While John Brodeur contributed to a handful of outfits throughout the aughts, his highest profile activity was a series of solo efforts, with Tiger Pop the first in 2000. It took nine years for the follow-up Get Through to emerge, and then came Tiger Pop Ten, a re-recording of the debut with the original set included as a bonus disc. Little Hopes was released in 2013, and then Brodeur shifted focus to Bird Streets, with the debut album a self-titled affair that utilized Jason Faulkner as a player and producer; it was issued in 2018 via Omnivore Recordings.

Described as being in the tradition of the Todd Rundgren, Emmitt Rhodes, and Jon Brion, Bird Streets is a solid statement that sets the table quite nicely for Lagoon’s banquet of pop-auteur gestures, a set that’s ambitious without tipping over into self-indulgent. Opener “Sleeper Agent” finds Brodeur in a reflective place with piano at the fore and with string enhancements before the drums kick in, a decidedly ’70s scenario that’s a bit like Harry Nilsson under the sway of Jeff Lynne.

“Machine” is a more upbeat power-popping situation, erudite like Big Star if they were from the big city, but with added depth through the pedal steel of Superdrag’s John Davis and the piano of Wilco’s Pat Sansone. Sansone produced and plays on half of the tracks here, with “Burnout” sounding just a little like Wilco, at least until the chorus arrives.

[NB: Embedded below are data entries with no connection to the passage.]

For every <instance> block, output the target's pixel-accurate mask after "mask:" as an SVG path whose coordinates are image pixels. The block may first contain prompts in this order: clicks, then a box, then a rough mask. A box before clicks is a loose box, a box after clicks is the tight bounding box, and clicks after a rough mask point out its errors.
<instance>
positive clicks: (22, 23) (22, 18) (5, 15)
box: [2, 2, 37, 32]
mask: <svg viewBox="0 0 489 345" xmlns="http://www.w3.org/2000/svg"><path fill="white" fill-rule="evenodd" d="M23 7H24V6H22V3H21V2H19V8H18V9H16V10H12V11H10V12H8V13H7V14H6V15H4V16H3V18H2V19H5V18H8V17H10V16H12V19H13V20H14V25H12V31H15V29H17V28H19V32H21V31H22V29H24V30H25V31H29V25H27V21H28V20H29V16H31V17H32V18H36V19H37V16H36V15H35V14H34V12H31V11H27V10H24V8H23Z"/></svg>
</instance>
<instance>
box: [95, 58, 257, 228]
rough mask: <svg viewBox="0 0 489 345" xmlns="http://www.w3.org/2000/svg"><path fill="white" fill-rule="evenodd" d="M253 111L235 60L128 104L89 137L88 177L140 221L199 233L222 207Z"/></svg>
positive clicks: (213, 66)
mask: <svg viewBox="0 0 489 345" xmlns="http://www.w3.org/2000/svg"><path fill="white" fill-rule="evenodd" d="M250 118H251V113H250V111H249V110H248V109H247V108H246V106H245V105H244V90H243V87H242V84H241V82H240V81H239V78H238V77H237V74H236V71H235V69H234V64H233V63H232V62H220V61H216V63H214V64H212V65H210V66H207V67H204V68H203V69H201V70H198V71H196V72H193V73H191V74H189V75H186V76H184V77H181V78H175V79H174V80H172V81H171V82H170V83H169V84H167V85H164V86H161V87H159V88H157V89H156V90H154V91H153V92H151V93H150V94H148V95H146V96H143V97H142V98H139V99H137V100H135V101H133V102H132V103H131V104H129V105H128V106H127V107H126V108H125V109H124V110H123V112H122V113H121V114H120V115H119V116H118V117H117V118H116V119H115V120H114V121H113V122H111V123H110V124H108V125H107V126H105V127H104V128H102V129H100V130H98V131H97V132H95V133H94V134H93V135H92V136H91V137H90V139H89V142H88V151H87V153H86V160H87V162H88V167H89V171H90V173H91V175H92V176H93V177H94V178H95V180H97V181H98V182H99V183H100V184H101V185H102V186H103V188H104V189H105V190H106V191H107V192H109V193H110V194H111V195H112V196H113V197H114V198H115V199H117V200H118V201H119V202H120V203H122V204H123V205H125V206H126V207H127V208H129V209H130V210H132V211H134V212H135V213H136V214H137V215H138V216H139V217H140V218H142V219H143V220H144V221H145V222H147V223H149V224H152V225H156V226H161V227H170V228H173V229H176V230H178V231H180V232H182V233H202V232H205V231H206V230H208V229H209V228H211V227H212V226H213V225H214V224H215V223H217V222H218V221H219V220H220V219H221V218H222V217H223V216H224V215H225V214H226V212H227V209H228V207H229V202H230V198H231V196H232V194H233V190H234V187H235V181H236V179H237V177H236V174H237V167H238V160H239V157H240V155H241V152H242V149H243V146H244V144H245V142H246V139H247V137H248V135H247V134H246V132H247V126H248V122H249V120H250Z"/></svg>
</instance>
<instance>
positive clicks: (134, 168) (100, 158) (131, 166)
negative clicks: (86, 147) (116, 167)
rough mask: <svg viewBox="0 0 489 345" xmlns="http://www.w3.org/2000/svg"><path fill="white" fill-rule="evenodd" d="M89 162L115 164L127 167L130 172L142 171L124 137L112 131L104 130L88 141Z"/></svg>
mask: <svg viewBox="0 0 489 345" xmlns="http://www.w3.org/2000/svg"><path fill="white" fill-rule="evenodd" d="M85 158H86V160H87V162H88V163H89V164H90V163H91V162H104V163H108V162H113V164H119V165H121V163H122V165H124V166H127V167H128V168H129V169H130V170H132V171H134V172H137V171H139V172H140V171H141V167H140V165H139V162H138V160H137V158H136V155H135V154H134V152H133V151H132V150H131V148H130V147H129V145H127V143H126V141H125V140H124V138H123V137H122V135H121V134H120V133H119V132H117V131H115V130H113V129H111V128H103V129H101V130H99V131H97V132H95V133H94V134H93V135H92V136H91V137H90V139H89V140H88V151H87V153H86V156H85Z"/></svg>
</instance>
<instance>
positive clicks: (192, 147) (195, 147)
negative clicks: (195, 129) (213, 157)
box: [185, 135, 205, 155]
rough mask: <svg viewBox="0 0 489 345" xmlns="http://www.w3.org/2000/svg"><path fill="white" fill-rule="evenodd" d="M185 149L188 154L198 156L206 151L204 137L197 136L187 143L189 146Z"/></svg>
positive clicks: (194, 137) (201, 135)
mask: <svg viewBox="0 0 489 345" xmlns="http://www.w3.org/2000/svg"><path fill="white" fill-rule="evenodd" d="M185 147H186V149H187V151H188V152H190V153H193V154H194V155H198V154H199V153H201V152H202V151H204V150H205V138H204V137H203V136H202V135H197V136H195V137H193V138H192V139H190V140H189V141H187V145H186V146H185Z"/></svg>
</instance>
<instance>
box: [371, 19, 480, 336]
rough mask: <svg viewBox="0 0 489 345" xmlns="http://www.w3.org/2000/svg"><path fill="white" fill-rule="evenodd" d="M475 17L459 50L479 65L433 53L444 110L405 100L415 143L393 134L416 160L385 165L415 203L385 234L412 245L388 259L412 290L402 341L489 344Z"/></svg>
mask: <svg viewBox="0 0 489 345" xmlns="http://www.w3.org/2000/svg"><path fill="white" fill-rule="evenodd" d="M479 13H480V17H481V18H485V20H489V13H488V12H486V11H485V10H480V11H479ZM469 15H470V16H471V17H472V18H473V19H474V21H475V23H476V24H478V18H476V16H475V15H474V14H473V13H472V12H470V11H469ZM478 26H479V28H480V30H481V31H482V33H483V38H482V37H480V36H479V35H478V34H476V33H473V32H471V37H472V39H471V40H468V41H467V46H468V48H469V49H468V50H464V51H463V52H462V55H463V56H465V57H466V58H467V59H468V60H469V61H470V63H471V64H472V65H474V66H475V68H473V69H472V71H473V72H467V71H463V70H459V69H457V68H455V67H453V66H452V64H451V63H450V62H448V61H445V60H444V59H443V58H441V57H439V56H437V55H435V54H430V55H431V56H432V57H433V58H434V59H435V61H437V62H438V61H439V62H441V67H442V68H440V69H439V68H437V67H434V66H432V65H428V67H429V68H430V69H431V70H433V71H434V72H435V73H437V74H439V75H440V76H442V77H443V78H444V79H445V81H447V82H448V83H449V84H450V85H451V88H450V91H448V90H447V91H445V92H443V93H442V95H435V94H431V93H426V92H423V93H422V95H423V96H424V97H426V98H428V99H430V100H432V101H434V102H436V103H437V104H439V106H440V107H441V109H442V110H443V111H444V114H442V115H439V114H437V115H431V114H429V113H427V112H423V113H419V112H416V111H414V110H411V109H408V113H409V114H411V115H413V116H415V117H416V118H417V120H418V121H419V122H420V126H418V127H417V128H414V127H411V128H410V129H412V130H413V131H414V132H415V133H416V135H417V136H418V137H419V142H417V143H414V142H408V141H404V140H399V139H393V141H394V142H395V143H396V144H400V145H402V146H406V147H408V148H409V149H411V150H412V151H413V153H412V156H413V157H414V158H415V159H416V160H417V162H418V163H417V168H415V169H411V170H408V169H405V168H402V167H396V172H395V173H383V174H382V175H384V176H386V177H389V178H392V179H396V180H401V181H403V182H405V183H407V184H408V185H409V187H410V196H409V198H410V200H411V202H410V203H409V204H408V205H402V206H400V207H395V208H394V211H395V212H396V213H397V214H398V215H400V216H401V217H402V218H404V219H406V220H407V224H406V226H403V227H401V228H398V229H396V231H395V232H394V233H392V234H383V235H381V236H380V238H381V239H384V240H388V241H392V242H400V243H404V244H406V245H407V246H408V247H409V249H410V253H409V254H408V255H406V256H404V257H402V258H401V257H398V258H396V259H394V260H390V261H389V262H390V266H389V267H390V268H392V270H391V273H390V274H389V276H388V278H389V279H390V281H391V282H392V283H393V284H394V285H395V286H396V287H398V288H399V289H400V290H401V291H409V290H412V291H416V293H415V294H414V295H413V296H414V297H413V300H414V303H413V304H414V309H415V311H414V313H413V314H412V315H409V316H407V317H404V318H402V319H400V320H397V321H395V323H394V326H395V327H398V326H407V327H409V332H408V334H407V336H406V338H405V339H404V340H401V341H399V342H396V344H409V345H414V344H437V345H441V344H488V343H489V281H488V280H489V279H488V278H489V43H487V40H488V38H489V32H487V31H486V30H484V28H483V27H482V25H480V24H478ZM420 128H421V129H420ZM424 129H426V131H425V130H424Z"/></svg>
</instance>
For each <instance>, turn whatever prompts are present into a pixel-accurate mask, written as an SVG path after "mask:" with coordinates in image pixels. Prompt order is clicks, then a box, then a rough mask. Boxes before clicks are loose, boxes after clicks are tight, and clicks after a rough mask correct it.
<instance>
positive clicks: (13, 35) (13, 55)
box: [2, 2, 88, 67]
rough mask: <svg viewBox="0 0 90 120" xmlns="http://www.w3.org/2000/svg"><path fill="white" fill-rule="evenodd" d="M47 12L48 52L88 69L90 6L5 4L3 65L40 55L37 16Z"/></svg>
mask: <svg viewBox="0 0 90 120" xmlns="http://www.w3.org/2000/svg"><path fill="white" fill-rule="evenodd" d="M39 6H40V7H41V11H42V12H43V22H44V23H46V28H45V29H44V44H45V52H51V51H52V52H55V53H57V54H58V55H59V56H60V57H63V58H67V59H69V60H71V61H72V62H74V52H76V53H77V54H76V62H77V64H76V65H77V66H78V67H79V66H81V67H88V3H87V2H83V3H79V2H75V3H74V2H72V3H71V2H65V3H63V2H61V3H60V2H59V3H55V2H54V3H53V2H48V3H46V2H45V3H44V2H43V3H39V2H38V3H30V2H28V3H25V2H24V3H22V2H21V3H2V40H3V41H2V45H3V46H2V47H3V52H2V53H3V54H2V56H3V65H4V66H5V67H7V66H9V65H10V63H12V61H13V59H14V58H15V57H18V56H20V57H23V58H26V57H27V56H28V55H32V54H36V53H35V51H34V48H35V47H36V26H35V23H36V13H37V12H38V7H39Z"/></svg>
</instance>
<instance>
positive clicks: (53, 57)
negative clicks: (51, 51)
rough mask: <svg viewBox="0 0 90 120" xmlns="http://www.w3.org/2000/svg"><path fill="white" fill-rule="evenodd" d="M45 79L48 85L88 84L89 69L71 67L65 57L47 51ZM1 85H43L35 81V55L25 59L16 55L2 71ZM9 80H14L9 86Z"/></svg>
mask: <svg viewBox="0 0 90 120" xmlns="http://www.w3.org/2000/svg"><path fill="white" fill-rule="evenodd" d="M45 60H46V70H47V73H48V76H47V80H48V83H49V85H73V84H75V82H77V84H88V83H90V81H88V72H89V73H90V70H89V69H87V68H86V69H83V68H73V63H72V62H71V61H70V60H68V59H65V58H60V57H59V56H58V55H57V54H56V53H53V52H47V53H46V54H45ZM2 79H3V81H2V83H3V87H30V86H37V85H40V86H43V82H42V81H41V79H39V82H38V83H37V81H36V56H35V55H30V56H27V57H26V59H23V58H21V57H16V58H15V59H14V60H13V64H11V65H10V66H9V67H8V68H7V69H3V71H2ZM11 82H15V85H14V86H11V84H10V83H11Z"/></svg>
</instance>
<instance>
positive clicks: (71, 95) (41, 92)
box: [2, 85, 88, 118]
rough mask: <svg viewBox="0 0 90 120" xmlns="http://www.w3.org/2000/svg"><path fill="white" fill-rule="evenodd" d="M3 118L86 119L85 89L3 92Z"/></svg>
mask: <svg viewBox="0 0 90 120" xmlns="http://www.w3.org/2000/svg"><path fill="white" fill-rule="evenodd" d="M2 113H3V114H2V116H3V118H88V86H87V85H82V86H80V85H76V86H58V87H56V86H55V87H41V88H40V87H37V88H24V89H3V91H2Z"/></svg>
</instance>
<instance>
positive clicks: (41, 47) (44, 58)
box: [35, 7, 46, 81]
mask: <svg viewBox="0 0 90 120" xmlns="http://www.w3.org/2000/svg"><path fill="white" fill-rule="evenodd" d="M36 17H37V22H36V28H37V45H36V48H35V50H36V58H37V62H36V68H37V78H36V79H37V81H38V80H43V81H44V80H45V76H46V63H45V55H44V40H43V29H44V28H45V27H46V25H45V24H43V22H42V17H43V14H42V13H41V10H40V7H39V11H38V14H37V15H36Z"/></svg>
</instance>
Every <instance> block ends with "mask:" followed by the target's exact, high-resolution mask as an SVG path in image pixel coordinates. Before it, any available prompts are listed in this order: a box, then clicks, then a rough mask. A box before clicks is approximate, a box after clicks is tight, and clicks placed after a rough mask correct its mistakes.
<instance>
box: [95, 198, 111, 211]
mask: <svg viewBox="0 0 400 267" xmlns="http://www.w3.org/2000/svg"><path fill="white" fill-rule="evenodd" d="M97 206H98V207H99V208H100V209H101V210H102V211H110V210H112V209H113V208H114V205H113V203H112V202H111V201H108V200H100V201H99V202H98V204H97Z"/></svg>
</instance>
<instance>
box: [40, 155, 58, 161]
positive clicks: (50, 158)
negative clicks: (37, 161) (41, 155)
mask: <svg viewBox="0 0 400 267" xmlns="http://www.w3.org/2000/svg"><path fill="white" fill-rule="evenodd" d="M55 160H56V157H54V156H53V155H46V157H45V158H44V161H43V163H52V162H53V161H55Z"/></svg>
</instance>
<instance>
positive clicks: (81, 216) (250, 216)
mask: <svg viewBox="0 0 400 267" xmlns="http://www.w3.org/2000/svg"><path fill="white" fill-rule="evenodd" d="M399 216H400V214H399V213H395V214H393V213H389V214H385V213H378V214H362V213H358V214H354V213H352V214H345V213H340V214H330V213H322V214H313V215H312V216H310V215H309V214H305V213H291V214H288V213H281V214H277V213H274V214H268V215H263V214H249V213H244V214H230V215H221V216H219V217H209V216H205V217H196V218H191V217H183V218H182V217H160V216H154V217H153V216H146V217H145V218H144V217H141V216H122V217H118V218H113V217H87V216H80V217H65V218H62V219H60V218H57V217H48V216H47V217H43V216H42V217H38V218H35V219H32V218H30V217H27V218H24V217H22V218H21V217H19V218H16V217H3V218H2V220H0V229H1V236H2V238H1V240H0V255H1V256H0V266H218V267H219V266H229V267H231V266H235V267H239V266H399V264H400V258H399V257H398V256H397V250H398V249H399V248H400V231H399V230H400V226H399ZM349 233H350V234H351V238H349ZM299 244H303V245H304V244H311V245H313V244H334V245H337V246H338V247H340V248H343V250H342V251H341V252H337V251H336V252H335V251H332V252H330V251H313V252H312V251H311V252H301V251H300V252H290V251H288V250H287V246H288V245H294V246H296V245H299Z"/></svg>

It’s a naturally occurring similarity, even with Sansone on board. The same is true with ‘The Document,” which finds Brodeur sounding a bit like Sufjan Stevens in a warm and pretty tune that’s highlight is the clarinet of Jim Hoke. “Let You Down” is more upbeat, with a hint of a neo-’60s vibe, though it also hits like it could’ve been a ’90s radio hit, at least until it pours on the pop psychedelia in the back half.

The ’60s aura extends into “Leave No Trace” courtesy of sitar and tanpura from Davis, but it needs to be emphasized that these ingredients are integrated with taste and restraint. And the lyrics, especially in “Sleeper Agent,” Let You Down,” “SF 1993,” and Disappearing Act” drive home how Lagoon comes from a very personal place. “SF 1993” alternates gentle ’70s singer-songwriter-isms with rocking choruses, as Sansone’s mellotron is the highlight.

“Ambulance” has a bit of a ’90s mersh glammy-rock swagger, not my favorite sound in the world, but I do appreciate the extra boosts of guitar heaviness, while “Disappearing Act” adds a horn section and keyboards to fortify Brodeur’s soul purge. Then “On Fire” scales it back, blending indie folk with an influx of string arrangements from Patrick Warren for one of the record’s highlights.

Entering the home stretch, “Unkind” blends tenderness and flashes of vulnerability with a broad instrumental landscape and a rousing, anthemic conclusion (featuring Aimee Mann on bass). Closing the record is “Go Free,” the best Big Star rip this side of Teenage Fanclub, and with Jody Stephens on drums. Overall, Lagoon interweaves the in the studio Sansone sessions with songs built remotely due to the pandemic with little disruption. And if not every one of Brodeur’s gestures thrills me, his maximal tendencies ensure that all of Bird Streets’ songs offer something positive.